I’ve been to many, MANY, church services. Funerals, weddings, Sunday mornings with shrieking evangelicals, Saturday evening masses with dutiful Catholics, hours of standing with the chanting Orthodox, standing up, kneeling down, holding hands, eating wafers and sips of wine and being blessed, singing and crying and testifying. I’ve spoken in tongues (whatever that means) and played guitar and raised my hands. I’ve even washed people’s feet and watched people get dunked free of guilt in a jacuzzi. But I had never seen a church service like this.

A neon banner of lavender and blue lights hung down from one side of the vaulted nave, its asymmetrical, random-like placement in a Gothic-style cathedral startling and new. A priest with a glow stick hanging like a cross over his vestments. A person on stilts in white robes and a feather crown. As the service began, people clustered around the center of the main hall to watch and hear a throat singer – shells clinking from his native garb –  project his long, mournful droning song as he paced across the labyrinth pattern of the marble floor. Circling him, haunting him, was what looked like his spirit animal, a lean young man in a black gauze toga, crouching and bending and hopping noiselessly around him, like a strange dance of Adho Mukha Svanasana (downward dog) and Bakasana (crow).

Then an opera singer in the rafters above. Then a cellist and violinist played Halvorsen. Then a poet named Tom Emanuel read from the lectern, while photos of the victims were projected eerily large across the raised altar behind him.

Spirit seeks Body
Word seeks Flesh
Art seeks Home

 Not old folks home
(geriatric, gentrifying,
dead stone housing dying breath)
but Sanctuary and streams
of Living Water

I was reminded of the Temple at Burning Man, which had struck me when I visited it as the Goddess standing opposite the Man, a kind of yin-yang juxtaposition, a place where prayers and condolences are received, a safe and sacred place for sorrow and loss. I remember meeting a young person, barely 20, who told me that he was alive only because of this temple. The losses he had felt in his short life, the pain he had numbed with heroin, he was overcoming only because of what had occurred for him in this temple, constructed as a temporary installation at a pagan-like art festival, and the people who brought him to it.
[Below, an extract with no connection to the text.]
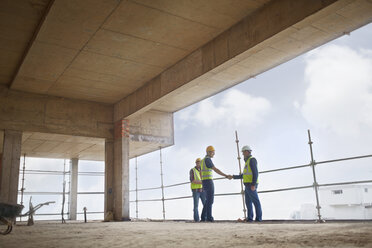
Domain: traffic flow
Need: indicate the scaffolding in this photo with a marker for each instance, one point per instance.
(63, 193)
(313, 163)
Then I understood. An elegy in a grand cathedral at the top of this hill of ridiculous wealth and privilege is an act of rebellion, an act of occupation. We are still here. We belong here.

Everyone needs art. The entrepreneurs and barons keep part-time residences in cities to be near Culture. The tourists spend their hard-earned savings to travel to cities to feel Cultured. But a diversity of people of mixed incomes and flavors are what built the experience, and chief among them are the artists. The artists who make this experience possible make meaning of their lives and our lives and the world around us by making art. The making itself is a ritual of faith. Faith that meaning and beauty can be found in a world of pain and loss and injustice. A person entranced by creative energy is in a prayerful state. The practice of art-making cannot be commodified no more than a prayer can be.

Imagine a monk only being able to live as a monk if he sells his prayers. The church provides the monk with monastery and the nun with convent because what they do in those safe and contemplative spaces enriches the world around them. We don’t let them turn to ash in unsafe, unsanctioned dwellings because they spend their time praying instead of making money. We don’t shake our heads at them and tell them it was their own damn fault for choosing to live that way.

If our cities don’t provide safe and sanctioned spaces for artists, they will become soul-less, god-less places, no better than the suburbs. Artists that once fled the suburbs for cities will be pushed from cities to… where? Where will they go? This is the premise of my new documentary project. I don’t know where it will lead and what the answers are, but I look forward to speaking with many artists and arts enthusiasts around the country to find out.